Sunday, February 22, 2009

What Offense?



This cartoon, accompanying Gene Weingarten's "Beyond the Beltway" column in today's Washington Post magazine, prompted a pre-emptive apology from The Post.

The paper wants to be sensitive about last week's incident in which a chimpanzee attacked and severely injured a woman in Connecticut. And, of course, there's the mini-controversy over a recent New York Post cartoon showing two cops standing over a dead chimpanzee.

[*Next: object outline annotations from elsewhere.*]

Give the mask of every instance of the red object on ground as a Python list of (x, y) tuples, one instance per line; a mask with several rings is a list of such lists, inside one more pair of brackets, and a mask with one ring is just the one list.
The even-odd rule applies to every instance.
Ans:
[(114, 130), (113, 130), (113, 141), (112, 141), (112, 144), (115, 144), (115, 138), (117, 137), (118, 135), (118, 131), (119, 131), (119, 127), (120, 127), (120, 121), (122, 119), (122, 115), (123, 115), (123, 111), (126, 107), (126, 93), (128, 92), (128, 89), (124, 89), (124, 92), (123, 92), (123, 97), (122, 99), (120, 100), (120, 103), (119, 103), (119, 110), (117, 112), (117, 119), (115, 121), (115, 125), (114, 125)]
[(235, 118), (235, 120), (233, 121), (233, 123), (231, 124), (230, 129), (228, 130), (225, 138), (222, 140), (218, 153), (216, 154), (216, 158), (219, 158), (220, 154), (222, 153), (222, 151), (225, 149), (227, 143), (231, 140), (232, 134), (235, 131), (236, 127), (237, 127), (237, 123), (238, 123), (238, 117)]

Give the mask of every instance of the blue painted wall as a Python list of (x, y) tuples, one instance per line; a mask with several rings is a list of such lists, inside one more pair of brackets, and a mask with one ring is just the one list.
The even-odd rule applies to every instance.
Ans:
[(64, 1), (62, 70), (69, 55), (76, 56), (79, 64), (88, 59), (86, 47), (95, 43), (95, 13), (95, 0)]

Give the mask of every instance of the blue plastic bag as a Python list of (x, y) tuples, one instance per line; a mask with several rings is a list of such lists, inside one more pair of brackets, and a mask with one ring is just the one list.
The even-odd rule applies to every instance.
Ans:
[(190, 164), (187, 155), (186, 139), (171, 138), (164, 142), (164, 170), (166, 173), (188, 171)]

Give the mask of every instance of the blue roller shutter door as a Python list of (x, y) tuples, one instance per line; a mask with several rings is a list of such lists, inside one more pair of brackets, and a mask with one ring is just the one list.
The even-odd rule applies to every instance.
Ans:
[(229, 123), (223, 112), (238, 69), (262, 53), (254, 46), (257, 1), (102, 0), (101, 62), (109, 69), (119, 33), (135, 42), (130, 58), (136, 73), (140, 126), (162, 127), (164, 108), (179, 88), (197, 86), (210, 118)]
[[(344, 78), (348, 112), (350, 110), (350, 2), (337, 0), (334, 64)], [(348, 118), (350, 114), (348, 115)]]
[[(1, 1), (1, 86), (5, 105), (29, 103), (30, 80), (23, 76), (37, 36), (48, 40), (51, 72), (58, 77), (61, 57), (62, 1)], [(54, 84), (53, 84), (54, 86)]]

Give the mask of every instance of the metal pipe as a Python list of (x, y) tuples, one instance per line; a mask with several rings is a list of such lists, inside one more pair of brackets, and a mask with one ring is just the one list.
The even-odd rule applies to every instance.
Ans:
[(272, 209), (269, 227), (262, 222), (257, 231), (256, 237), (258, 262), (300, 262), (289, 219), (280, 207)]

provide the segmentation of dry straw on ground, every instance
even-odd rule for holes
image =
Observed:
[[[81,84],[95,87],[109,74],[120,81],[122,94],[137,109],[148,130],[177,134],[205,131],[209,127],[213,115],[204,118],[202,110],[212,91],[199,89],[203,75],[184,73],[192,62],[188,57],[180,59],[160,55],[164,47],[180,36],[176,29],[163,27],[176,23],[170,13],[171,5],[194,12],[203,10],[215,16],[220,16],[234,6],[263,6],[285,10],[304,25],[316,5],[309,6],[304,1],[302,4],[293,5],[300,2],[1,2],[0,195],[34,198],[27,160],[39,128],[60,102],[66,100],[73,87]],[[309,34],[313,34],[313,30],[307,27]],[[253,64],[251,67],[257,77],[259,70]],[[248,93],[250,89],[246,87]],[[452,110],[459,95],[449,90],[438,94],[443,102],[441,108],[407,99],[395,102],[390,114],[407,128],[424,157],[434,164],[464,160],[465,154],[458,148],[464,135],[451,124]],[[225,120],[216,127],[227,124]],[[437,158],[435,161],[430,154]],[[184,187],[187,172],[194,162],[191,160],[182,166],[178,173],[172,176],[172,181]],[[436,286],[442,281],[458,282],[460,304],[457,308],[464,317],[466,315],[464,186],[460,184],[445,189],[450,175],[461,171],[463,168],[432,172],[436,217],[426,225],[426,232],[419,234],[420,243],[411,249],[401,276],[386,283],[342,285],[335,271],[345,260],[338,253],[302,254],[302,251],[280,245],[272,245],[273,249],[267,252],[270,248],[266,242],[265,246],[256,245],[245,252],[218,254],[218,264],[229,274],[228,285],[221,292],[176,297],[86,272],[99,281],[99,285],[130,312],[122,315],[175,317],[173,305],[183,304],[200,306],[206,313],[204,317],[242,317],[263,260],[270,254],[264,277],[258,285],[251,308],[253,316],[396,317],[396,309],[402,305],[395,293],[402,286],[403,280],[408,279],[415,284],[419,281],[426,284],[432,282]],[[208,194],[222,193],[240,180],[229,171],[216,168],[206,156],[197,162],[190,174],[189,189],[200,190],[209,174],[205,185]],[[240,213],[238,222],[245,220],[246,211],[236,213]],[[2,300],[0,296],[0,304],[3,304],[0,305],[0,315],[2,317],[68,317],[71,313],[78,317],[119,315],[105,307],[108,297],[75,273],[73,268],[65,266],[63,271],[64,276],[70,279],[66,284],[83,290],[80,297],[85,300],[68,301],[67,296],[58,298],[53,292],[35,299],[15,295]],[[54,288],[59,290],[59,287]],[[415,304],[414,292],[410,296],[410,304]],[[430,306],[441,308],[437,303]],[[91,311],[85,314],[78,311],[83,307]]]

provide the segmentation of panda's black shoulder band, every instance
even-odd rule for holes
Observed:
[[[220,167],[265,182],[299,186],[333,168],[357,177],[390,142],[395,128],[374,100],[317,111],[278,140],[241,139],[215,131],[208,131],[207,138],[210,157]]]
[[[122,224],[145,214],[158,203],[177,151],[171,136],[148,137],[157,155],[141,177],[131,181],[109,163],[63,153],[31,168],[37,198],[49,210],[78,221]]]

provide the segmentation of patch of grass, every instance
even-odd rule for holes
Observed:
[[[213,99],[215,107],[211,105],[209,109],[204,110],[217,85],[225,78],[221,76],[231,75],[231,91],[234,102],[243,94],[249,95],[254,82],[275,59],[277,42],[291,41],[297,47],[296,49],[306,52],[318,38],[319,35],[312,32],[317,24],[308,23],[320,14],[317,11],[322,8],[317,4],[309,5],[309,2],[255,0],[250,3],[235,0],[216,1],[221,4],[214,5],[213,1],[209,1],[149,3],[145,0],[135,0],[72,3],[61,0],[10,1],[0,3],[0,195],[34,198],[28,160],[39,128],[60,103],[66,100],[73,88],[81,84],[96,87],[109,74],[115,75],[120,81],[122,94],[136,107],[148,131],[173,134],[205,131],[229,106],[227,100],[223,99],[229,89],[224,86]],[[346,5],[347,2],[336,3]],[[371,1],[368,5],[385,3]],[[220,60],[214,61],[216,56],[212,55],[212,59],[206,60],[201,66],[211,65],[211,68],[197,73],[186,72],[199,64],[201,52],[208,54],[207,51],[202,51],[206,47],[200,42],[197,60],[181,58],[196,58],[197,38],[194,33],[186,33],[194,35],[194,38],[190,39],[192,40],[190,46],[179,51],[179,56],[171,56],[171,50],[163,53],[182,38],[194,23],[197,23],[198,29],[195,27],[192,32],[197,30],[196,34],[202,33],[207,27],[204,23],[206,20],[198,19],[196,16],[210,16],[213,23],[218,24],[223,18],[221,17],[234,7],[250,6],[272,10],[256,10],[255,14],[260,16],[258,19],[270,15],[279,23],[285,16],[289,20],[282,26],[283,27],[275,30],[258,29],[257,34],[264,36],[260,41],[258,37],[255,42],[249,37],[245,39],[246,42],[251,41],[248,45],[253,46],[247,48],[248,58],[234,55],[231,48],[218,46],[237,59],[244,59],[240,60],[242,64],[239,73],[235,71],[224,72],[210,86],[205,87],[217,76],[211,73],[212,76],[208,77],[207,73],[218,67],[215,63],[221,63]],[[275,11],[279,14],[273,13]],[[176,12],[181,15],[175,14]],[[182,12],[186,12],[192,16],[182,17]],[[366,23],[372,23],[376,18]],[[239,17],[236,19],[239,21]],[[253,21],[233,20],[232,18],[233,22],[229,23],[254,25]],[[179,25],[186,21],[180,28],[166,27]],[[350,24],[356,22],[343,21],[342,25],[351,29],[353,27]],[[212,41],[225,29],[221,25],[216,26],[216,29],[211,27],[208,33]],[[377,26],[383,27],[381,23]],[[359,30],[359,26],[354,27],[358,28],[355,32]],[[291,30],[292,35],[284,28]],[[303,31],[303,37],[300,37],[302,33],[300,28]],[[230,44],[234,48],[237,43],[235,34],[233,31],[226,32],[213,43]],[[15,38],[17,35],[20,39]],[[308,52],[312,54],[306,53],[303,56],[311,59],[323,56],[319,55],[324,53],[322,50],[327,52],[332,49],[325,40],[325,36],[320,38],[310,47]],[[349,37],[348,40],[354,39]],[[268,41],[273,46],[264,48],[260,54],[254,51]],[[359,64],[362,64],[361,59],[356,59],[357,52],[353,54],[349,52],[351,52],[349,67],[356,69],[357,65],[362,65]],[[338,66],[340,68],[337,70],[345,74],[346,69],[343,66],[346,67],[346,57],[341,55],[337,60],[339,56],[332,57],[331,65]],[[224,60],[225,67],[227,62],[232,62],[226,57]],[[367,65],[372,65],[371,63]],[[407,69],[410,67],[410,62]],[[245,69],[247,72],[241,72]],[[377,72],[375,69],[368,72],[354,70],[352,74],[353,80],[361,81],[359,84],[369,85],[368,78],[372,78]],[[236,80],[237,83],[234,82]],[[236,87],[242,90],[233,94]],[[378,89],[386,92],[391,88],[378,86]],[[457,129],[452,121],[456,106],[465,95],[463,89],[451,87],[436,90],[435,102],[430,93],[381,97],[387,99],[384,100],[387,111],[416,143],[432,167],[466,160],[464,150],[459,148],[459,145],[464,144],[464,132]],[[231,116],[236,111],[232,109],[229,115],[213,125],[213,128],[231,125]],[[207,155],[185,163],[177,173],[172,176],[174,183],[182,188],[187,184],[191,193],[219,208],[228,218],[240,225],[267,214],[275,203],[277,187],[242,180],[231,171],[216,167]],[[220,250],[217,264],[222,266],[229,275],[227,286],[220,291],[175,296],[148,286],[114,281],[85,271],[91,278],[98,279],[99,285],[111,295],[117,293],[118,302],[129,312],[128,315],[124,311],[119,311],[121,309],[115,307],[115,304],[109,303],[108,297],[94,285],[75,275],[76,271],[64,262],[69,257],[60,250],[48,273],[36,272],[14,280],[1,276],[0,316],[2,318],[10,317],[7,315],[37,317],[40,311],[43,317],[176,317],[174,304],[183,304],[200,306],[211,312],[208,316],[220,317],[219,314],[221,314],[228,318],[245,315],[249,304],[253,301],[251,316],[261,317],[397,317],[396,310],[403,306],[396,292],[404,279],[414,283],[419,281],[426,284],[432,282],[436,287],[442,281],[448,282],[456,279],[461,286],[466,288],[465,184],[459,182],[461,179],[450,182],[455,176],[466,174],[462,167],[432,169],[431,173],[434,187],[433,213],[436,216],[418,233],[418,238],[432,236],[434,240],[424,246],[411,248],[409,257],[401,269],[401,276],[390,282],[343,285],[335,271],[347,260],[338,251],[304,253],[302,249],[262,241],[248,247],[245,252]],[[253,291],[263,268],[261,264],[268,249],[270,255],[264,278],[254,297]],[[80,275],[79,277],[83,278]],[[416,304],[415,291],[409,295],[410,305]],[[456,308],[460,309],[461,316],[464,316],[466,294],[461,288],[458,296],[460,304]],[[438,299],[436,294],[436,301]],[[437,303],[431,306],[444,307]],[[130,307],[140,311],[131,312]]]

"They'll have to find someone else to write the next stimulus bill," one cop says to the other.


The Rev. Al Sharpton saw that as an attack on President Barack Obama, given the fact that the stimulus bill was Obama's first legislative accomplishment and--as Sharpton put it--"the historic racist attacks of African-Americans as being synonymous with monkeys."

(Actually, I think he means "attacks on", and someone should have told him the word "being" was superfluous.)

Grammar aside, if you try hard enough, I suppose you might see the point the Rev. Al's trying to make. Still, couldn't it be the cartoonist just thought the stimulus bill so bad it could have been written by a monkey? And maybe it's just that I'm a former book reviewer, with a tendency to over-think symbol and metaphor, but I wonder whether he had in mind that old adage about a million monkeys on a million typewriters coming up with Hamlet, given enough time.

But I just don't get the fuss about the cartoon accompanying Weingarten's column. In fact, I'd skimmed it Sunday morning and decided not to read more because it featured his "friend Gina Barreca, the feminist scholar." I don't find her particularly funny.

Before concluding that "[w]e regret the lapse," The Post's Editor's Note says "[i]n addition, the image and text inadvertently may conjure racial stereotypes that [the paper] does not countenance."

What racial stereotypes? I see a monkey--excuse me, an ape--carrying away a woman who appears to be blissfully happy. Perhaps the editors should have been more concerned about the position of the (wilting?) flowers in Weingarten's hand.






1 comment:

Tom Graves said...

Ha-ha - that last line is a good one!